Ora – e qui veniamo alla logica -: ma se stavate brancolando nel buio non era scienza quella che si spacciava, quindi le cose sono due: o si sta cercando di rivoltare la frittata nella speranza che certe responsabilità vengano messe a tacere oppure siamo di fronte alla più grande mistificazione della storia di fronte alla quale, dopo aver costretto la gente a vivere nella paura e a non curarsi nel nome della scienzah, adesso gli si dice che stavamo scherzando. Come linea difensiva non è un granché.

Così abbiamo Walter Ricciardi che ha definito il lockdown come una misura di «cieca disperazione». Però, all’epoca pontificava sul giornale dei vescovi Avvenire su quello che scienza e evidenze mediche imponevano.

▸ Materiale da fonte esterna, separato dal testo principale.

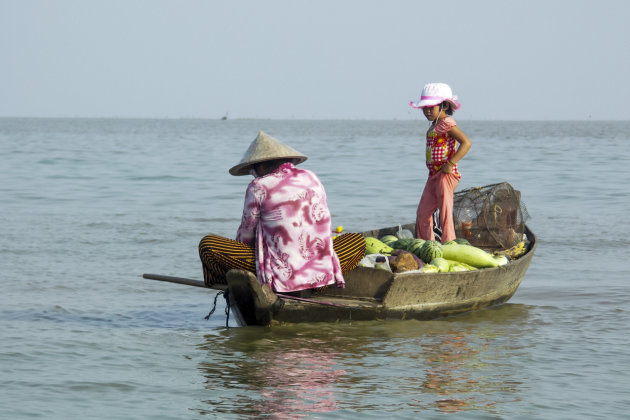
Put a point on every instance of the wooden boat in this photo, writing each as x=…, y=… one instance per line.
x=375, y=294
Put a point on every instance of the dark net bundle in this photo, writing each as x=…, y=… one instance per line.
x=490, y=217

Peccato che fosse solo politica.

Ma che dire di Burioni? Il medico campione in salti carpiati e giravolte da circo Togni, che per primo disse che non c’era alcun pericolo che il covid arrivasse in Italia salvo poi trasformarsi in un alfiere della peste bubbonica da sconfiggere, ieri ha compiuto un altro dei suoi numeri da funambolo. «Qualunque affermazione scientifica si basa sui dati disponibili. Se i dati sono incompleti o addirittura falsi è ovvio che l'affermazione stessa può risultare scorretta o falsa, ma la colpa è di chi ha omesso o falsificato i dati, non di chi ha fatto l'affermazione». Della serie: se ho detto baggianate a milioni di telespettatori con granitica certezza non era mica colpa mia. Evidentemente il “professorone” sta cercando di mettersi al riparo dallo tsunami in arrivo dando la colpa a quella scienzah che però gli ha permesso di diventare un “nobel da salotto” davanti alla telecamera di Fabio Fazio.

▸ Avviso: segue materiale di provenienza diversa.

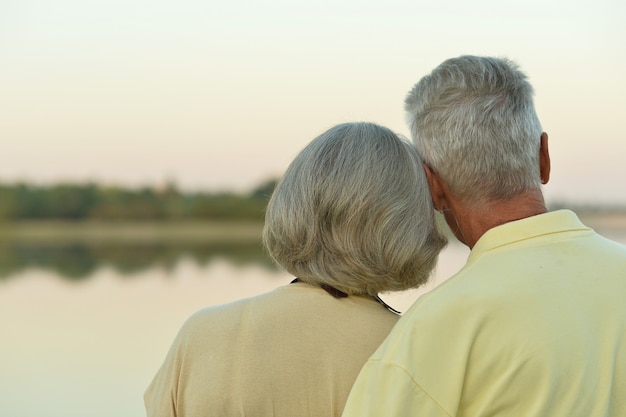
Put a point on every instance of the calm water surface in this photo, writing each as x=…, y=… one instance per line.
x=89, y=347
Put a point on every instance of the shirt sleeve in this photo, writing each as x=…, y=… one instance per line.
x=383, y=389
x=160, y=397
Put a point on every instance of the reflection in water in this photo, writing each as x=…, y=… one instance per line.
x=78, y=261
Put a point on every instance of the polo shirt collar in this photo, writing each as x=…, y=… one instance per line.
x=529, y=228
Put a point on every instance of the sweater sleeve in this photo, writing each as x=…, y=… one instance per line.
x=161, y=395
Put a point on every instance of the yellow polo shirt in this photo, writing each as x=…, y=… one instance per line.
x=533, y=325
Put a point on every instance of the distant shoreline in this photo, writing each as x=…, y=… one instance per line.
x=197, y=231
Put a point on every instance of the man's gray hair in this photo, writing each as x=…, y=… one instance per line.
x=353, y=211
x=474, y=122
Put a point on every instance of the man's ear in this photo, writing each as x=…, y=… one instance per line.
x=544, y=159
x=437, y=192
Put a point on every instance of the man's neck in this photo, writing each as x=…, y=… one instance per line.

E Silvio Brusaferro, capo dell’Iss? Ha detto che non sapeva di un piano pandemico, che anche se non aggiornato avrebbe comunque messo in condizione i medici di iniziare a guardare in faccia le prime indispensabili cure frenando l’intasamento degli ospedali. Ma come si può pensare che il vertice della sanità del Paese non fosse informato di uno strumento che avrebbe potuto salvare – stando anche alla tesi dei magistrati – migliaia di vite? Se non è incompetenza è malafede, in ogni caso il suo posto all’Iss risulta meno meritato di quanto si possa pensare.

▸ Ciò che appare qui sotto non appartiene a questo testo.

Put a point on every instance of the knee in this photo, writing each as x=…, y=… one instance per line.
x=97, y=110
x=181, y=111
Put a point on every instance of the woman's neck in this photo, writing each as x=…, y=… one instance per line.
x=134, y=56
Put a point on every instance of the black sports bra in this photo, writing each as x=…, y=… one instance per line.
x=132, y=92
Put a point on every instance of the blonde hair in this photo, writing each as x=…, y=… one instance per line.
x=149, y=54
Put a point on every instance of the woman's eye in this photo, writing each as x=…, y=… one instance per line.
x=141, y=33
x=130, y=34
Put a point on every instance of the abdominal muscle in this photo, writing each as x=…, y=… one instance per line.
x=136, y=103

Si prosegue così: il mainstream virologico che ha condizionato le decisioni politiche con il suo martellamento catodico e la caccia all’untore, al no mask, al no vax, cerca di coprirsi le terga perché probabilmente sa di non avere la coscienza completamente a posto.

Ma questo è solo l’inizio, perché questo festival della ritrattazione è destinato a diventare un vero e proprio genere letterario. Tempo verrà che anche il secondo tempo di questa sciagurata pandemia maturerà: sarà il giorno in cui qualcuno si accorgerà che i vaccini hanno provocato una miriade di effetti avversi e una quantità tale di decessi che non potranno più essere coperti dall’ipocrita e cialtrona scusa del rapporto rischi/benefici.

Quel giorno i Bassetti, i Brusaferro e i Burioni ci verranno a dire che in fondo i vaccini non erano poi così efficaci e nemmeno così sicuri, che gli studi sulla base dei quali l’FDA americana aveva dato il loro via libera e a ruota l’Ema e poi l’Aifa non erano poi così completi. Quel giorno sarà un nuovo giorno di lutto per l’etica, ma speriamo che nel frattempo possa essere un giorno di gloria per la giustizia.